Talented keyboard players can push their instruments to the limit, but there are fundamental setbacks to the format. You can’t typically do vibrato or crescendos on a piano, for instance. A synth keyboard often gives you more flexibility with a wheel, joystick, or other doodad to articulate your playing, but musicians are always looking for new ways to create music.
Enter the Expressive E Osmose, one of the most exciting takes on the synth keyboard I’ve seen to date.
The Osmose can be played just like a regular keyboard, but adds a huge amount of expressiveness thanks to 49 keys that can articulate notes by literally swaying side to side. Unlike a traditional pitch wheel, this means you can bend the pitch of individual notes within a chord, and it means you don’t have to take your hands off the keyboard to articulate notes while jamming.
Expressive E calls its tech Augmented Keyboard Action (AKA), and it overall supports three dimensions of touch: velocity, pressure, and lateral movement. These can combine in a myriad of ways to make for an instrument that can not only play traditional keyboard parts, but more accurately replicate instruments like flutes, brass, and strings, as well as create all-new sounds.
Those of you keeping an eye on this space might be reminded of Roli, another company that’s made its name through adding layers of expressivity to the keyboard layout. But while Roli supports more dimensions of touch – vertical and horizontal slides across keys in particular – the Osmose differentiates itself in one key way: it plays just like a regular keyboard.
While the articulation features open up a world of possibilities, there is virtually no learning curve to the Osmose if you just want to play it like a regular keyboard. In fact, the keyboard feels better than most regular synth keyboards thanks to a long pivot point that feels closer to playing a traditional piano, while still having the springy, aftertouch-friendly action of a synth. Moreover, Expressive E cleverly leaves the back portion of the keys exposed, giving you fine control for playing notes more lightly.
The point is it all feels intuitive. You could theoretically do everything the Osmose does by messing around enough your music software, but that’s like saying you could compose a symphony on your PC with just a mouse and keyboard. I mean, sure, but that’s no fun.
The hardware is powered by Haken Audio’s Eaganmatrix Synthesizer engine, previously seen on the Continuum fingerboard. Expressive E says the Osmose includes a large library of sounds designed to take advantage of the AKA hardware to create strummed notes, vibrato, legato, layered dynamics, and more. You can further tweak sounds with a robust control panel that includes a pitch and mod sticks, two continuous pedal inputs, a bunch of buttons, and an LCD screen.
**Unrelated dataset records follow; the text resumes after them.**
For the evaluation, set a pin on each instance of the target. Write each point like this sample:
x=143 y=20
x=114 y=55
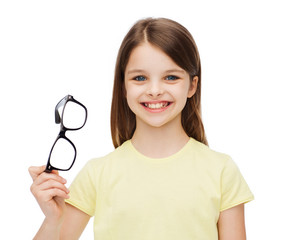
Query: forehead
x=148 y=57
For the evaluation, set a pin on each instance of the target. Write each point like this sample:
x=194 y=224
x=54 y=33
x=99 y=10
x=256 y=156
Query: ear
x=193 y=87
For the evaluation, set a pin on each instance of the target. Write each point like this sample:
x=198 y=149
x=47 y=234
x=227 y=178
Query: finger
x=36 y=171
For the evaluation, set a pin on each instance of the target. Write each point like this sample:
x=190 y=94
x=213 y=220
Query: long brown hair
x=176 y=41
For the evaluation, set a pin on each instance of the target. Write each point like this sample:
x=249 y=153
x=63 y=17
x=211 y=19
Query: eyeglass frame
x=63 y=129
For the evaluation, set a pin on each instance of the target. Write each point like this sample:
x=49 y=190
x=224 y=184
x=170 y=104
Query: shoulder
x=101 y=162
x=207 y=155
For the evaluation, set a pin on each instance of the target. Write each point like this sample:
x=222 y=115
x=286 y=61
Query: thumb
x=36 y=171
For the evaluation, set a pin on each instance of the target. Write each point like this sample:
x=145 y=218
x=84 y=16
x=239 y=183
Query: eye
x=172 y=78
x=139 y=78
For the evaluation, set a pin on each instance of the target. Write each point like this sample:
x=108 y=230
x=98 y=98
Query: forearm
x=49 y=230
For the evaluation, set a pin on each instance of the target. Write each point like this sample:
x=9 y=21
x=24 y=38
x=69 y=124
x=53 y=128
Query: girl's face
x=156 y=87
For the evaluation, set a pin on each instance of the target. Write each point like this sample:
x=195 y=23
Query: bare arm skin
x=62 y=221
x=231 y=224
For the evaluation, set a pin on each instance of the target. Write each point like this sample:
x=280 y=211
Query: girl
x=162 y=181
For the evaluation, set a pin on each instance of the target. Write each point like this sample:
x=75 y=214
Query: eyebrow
x=142 y=71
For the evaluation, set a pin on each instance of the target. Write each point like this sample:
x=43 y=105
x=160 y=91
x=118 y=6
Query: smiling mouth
x=158 y=105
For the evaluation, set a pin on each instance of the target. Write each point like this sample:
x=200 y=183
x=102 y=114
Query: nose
x=155 y=89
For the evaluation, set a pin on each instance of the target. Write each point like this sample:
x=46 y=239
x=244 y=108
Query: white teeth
x=156 y=105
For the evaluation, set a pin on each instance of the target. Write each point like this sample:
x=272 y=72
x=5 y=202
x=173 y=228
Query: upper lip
x=154 y=102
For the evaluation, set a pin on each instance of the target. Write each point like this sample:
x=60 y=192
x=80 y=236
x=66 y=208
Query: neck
x=159 y=142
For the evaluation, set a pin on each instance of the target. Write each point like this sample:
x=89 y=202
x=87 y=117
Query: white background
x=49 y=49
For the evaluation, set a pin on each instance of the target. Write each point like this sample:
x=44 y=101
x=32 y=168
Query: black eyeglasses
x=71 y=115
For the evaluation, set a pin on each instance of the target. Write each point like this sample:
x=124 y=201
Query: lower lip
x=156 y=110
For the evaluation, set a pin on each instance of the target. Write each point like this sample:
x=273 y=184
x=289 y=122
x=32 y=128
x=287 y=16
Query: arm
x=231 y=224
x=62 y=221
x=70 y=228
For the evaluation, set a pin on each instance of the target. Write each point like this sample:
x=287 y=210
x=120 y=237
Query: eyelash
x=166 y=78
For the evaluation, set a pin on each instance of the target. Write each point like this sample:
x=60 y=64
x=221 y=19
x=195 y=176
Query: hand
x=50 y=191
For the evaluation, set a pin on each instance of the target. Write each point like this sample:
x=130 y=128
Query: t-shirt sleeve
x=234 y=189
x=83 y=190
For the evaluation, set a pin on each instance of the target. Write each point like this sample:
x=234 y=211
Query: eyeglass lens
x=74 y=115
x=62 y=155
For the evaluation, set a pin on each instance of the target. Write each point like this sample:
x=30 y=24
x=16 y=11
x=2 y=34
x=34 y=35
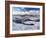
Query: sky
x=24 y=10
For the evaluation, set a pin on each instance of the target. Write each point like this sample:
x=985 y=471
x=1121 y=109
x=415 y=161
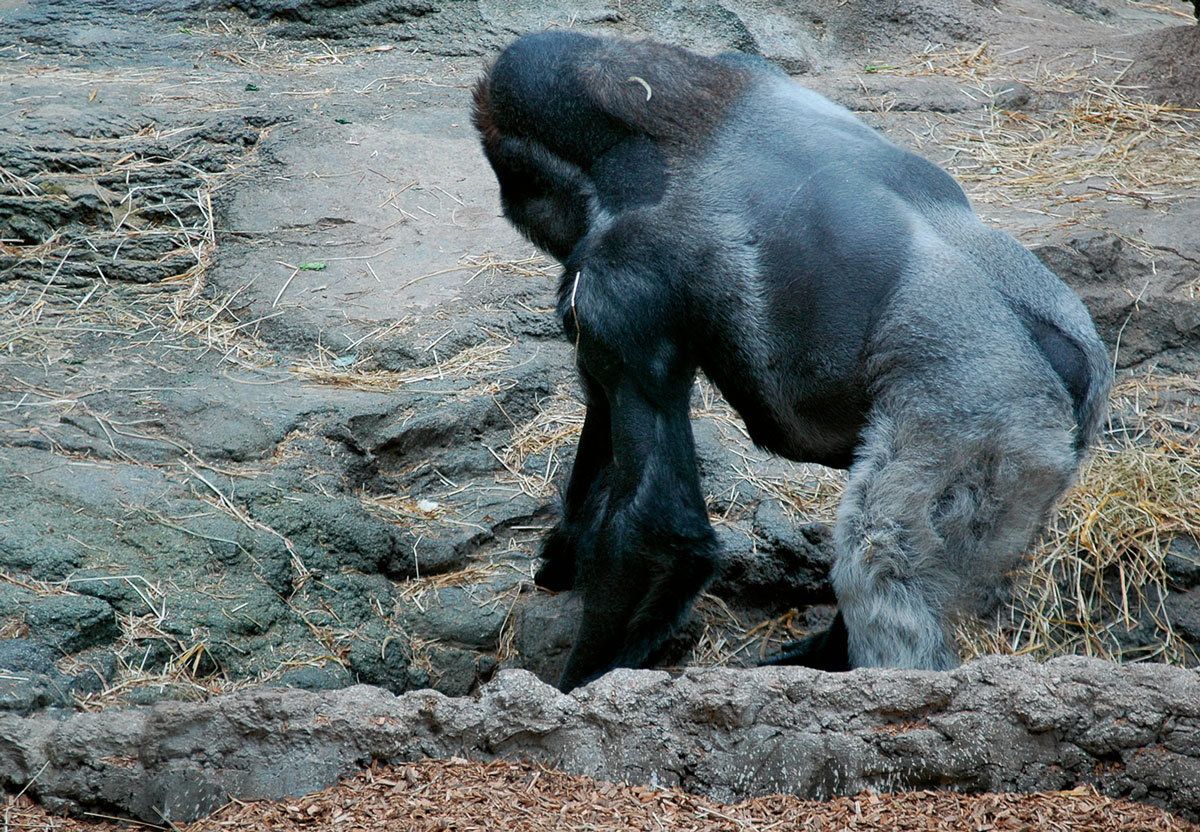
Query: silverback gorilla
x=711 y=214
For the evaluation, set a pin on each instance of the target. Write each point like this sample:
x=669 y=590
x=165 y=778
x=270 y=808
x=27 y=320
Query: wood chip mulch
x=515 y=796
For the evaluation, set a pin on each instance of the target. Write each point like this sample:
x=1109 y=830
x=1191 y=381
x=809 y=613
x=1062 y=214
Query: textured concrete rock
x=1002 y=724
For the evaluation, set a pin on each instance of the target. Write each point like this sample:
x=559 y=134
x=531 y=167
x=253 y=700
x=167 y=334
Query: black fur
x=712 y=215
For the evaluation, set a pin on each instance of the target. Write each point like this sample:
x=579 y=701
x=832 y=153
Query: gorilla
x=713 y=215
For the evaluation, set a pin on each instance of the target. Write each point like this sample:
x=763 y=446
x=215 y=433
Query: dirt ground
x=282 y=401
x=462 y=796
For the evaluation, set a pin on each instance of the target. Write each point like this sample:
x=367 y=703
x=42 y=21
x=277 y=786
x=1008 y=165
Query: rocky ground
x=282 y=401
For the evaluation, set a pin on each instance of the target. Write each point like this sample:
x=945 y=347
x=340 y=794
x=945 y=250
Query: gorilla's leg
x=587 y=492
x=651 y=550
x=937 y=509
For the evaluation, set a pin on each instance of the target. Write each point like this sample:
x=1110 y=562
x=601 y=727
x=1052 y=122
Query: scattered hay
x=1099 y=573
x=557 y=424
x=457 y=794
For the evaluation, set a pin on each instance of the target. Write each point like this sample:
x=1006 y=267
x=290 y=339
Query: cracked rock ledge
x=996 y=724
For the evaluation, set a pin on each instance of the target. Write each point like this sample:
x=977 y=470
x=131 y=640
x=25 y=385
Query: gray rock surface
x=1000 y=724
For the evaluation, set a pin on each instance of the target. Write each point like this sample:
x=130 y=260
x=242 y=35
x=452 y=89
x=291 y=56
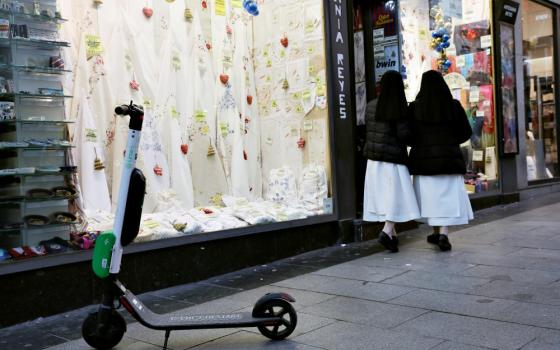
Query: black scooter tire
x=107 y=339
x=289 y=325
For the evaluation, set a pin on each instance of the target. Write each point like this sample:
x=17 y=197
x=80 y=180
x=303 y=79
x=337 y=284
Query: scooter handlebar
x=135 y=112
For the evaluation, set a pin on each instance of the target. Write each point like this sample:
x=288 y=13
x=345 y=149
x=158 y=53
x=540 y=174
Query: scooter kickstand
x=166 y=339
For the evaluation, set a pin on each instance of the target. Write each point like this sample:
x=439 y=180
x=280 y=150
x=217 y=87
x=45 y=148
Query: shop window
x=466 y=61
x=540 y=110
x=236 y=127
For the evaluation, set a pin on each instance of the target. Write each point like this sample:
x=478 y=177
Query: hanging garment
x=209 y=179
x=93 y=183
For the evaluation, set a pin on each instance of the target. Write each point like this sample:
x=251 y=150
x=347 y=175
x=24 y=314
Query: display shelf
x=31 y=17
x=41 y=174
x=36 y=148
x=34 y=43
x=23 y=200
x=43 y=122
x=8 y=68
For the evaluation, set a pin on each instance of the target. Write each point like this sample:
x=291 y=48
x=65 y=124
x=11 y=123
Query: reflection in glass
x=540 y=111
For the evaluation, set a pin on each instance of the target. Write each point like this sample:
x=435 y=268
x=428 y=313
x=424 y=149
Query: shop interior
x=236 y=127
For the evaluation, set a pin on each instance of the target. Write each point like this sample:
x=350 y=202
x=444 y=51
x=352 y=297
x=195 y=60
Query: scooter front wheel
x=109 y=336
x=278 y=308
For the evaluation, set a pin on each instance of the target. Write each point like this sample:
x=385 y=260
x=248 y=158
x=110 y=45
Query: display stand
x=35 y=173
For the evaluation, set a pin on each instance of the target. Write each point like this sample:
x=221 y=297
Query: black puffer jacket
x=386 y=140
x=436 y=146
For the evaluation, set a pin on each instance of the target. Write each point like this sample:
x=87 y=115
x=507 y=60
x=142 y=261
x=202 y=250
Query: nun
x=388 y=192
x=439 y=126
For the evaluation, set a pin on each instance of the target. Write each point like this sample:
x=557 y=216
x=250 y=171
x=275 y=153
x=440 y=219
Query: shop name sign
x=509 y=11
x=339 y=52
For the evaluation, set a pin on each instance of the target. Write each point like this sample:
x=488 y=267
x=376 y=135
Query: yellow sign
x=220 y=7
x=93 y=46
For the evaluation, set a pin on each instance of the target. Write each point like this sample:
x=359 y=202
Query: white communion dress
x=388 y=193
x=443 y=200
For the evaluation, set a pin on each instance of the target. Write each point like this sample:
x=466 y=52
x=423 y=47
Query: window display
x=540 y=106
x=454 y=37
x=236 y=120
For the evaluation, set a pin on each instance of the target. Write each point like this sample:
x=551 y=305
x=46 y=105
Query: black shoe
x=433 y=238
x=443 y=243
x=390 y=243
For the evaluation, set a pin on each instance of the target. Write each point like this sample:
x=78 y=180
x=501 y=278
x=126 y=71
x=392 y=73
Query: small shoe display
x=390 y=243
x=443 y=243
x=433 y=238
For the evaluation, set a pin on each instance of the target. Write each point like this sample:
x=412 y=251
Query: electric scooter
x=272 y=314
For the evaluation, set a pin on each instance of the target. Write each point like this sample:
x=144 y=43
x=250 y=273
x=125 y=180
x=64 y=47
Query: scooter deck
x=185 y=321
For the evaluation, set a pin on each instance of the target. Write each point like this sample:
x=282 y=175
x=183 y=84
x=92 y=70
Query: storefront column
x=342 y=120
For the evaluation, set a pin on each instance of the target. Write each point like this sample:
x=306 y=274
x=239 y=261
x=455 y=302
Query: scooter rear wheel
x=278 y=308
x=108 y=337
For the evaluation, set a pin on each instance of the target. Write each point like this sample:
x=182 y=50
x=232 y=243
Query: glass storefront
x=454 y=36
x=540 y=105
x=236 y=128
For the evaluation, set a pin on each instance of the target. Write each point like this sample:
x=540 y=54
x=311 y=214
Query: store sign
x=509 y=11
x=339 y=51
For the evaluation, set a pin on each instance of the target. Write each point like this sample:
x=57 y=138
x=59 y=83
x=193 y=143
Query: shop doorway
x=539 y=70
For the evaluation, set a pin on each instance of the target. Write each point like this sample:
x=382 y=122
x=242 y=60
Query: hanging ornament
x=224 y=78
x=158 y=170
x=97 y=163
x=188 y=15
x=134 y=85
x=284 y=41
x=148 y=12
x=211 y=151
And of course, it still works like a regular MIDI controller, with support for MPE and MPE+ sounds, polyphonic aftertouch, a Multichannel MIDI mode, and global pitch bend. You needn’t connect it to a computer to use it either.
Unfortunately, you’ll have to wait a while to get your hands on one; the Expressive E is expected to be released in the summer of 2020. It will retail for $1799 (€1,799 too), but early adopters can pick one up until December 31 for as little as $1,079, including a $300 deposit.